Essa proposta piora ainda mais uma situação para a qual não há mais espaço de deterioração. O Brasil precisa urgentemente ampliar a capacidade de suas instituições, melhorar a qualidade do gasto público, focar na melhoria da entrega de resultados para a sociedade.
As demandas da sociedade são ilimitadas, os recursos são cada vez mais escassos e esses R$ 40 bilhões deixarão de ser investidos em políticas públicas finalísticas para beneficiar uma pequena parcela do serviço público.

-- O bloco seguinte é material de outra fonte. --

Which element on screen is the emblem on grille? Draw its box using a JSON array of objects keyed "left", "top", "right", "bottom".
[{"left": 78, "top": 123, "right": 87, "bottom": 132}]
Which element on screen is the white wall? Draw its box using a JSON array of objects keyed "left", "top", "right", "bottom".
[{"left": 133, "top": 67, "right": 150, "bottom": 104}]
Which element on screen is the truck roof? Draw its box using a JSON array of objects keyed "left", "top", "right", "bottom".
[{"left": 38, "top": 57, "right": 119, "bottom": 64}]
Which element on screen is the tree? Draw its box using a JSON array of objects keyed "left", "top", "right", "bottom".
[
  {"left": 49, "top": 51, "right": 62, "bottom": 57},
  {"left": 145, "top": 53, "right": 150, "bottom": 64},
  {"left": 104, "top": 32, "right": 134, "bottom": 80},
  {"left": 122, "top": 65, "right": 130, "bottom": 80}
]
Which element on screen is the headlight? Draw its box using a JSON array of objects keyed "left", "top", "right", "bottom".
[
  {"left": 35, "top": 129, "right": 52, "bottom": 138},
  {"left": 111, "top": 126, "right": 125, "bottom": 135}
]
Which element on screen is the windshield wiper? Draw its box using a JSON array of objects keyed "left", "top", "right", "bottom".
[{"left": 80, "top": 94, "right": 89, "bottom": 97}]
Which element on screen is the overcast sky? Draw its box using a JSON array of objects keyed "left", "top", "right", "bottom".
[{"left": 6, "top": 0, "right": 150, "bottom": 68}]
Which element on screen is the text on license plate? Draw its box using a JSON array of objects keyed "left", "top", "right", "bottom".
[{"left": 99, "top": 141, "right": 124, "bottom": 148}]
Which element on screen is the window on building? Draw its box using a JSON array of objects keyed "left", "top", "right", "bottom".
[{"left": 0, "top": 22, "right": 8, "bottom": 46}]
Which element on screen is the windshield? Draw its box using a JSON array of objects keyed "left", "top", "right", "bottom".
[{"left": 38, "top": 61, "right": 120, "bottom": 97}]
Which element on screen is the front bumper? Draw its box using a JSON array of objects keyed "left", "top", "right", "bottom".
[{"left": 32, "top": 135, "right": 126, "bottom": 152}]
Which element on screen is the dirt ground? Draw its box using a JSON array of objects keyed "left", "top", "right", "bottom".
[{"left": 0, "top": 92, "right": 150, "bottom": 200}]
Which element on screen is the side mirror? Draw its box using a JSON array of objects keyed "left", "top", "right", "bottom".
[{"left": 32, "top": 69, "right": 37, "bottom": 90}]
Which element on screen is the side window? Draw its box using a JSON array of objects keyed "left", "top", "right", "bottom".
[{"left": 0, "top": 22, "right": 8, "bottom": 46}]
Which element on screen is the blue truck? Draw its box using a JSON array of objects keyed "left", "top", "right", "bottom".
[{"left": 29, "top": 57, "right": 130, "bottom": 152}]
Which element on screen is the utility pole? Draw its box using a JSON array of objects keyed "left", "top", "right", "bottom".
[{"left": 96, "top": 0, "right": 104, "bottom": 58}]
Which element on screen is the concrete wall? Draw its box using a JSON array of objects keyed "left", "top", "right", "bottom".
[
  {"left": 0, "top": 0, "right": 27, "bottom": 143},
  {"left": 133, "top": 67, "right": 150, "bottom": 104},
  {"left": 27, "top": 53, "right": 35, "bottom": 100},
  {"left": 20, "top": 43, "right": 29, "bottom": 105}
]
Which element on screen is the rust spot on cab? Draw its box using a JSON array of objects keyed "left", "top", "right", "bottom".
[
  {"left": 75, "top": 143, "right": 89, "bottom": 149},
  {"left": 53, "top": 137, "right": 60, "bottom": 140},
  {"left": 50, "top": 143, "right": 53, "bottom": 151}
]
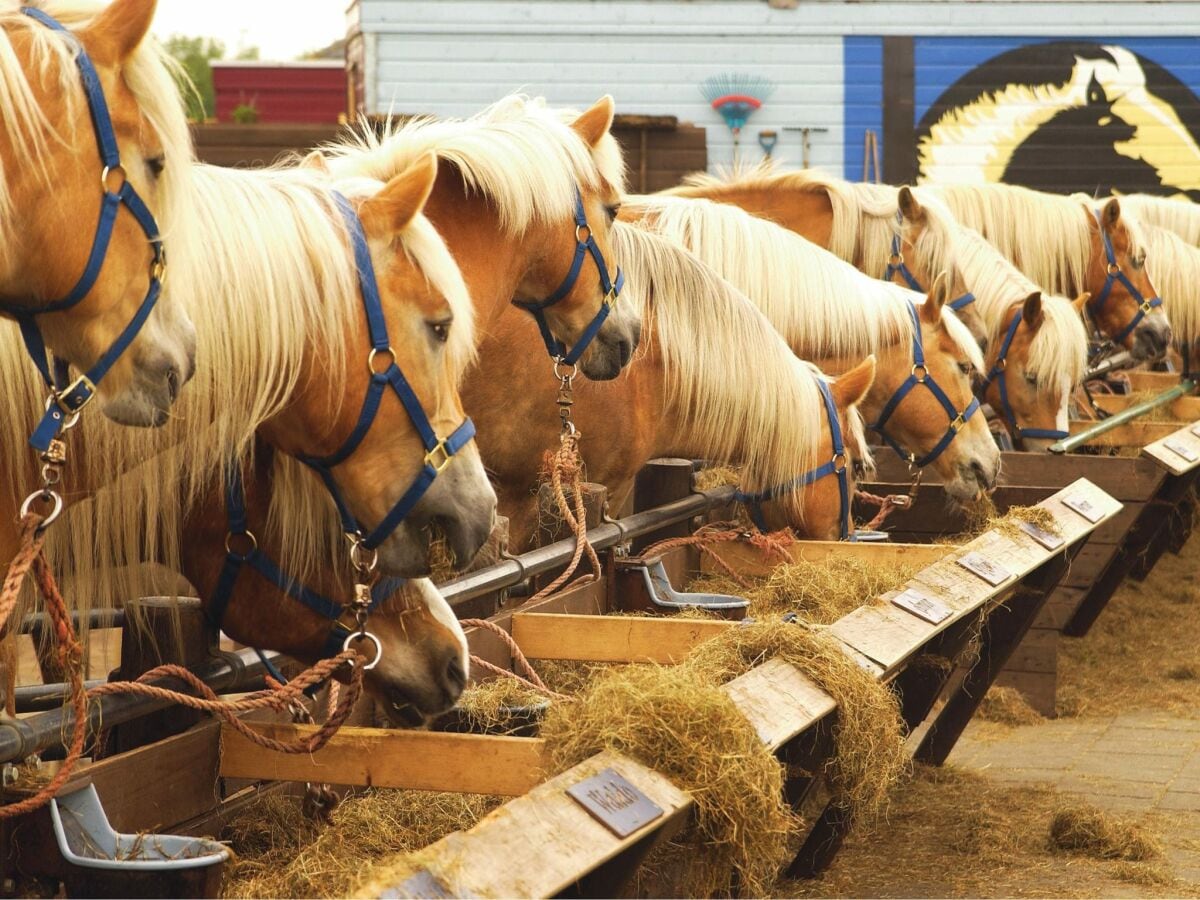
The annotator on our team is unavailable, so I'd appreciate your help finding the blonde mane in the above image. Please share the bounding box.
[1119,194,1200,248]
[949,224,1088,389]
[324,95,626,236]
[622,193,984,372]
[2,162,473,612]
[1141,222,1200,348]
[0,0,193,268]
[611,222,844,520]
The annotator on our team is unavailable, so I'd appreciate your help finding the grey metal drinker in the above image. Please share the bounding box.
[637,559,749,612]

Para tornar a situação ainda mais danosa à população, a proposta nem sequer detalha de onde virão esses R$ 40 bilhões. Isso fere princípios orçamentários e ordenamentos claros da Lei de Responsabilidade Fiscal, que em seu artigo 17, parágrafo 1º diz que os atos que criarem ou aumentarem despesa deverão demonstrar a origem dos recursos para seu custeio.
Uma outra questão de suma importância é que esse movimento abre um precedente perigoso, pois, assim como já está acontecendo com a inserção de carreiras inicialmente não contempladas, a tendência é que todas as carreiras de todos os níveis (federal, estadual e municipal) pleiteiem também esse benefício, gerando um efeito em cascata que poderia inviabilizar financeiramente o governo brasileiro.
Por fim, a criação de privilégios remuneratórios para uma parcela de servidores públicos, no momento em que o país se defronta com graves problemas sociais, de segurança pública, educação e saúde afeta negativamente a imagem dos agentes públicos, deslegitima o Estado e desestimula a coesão social.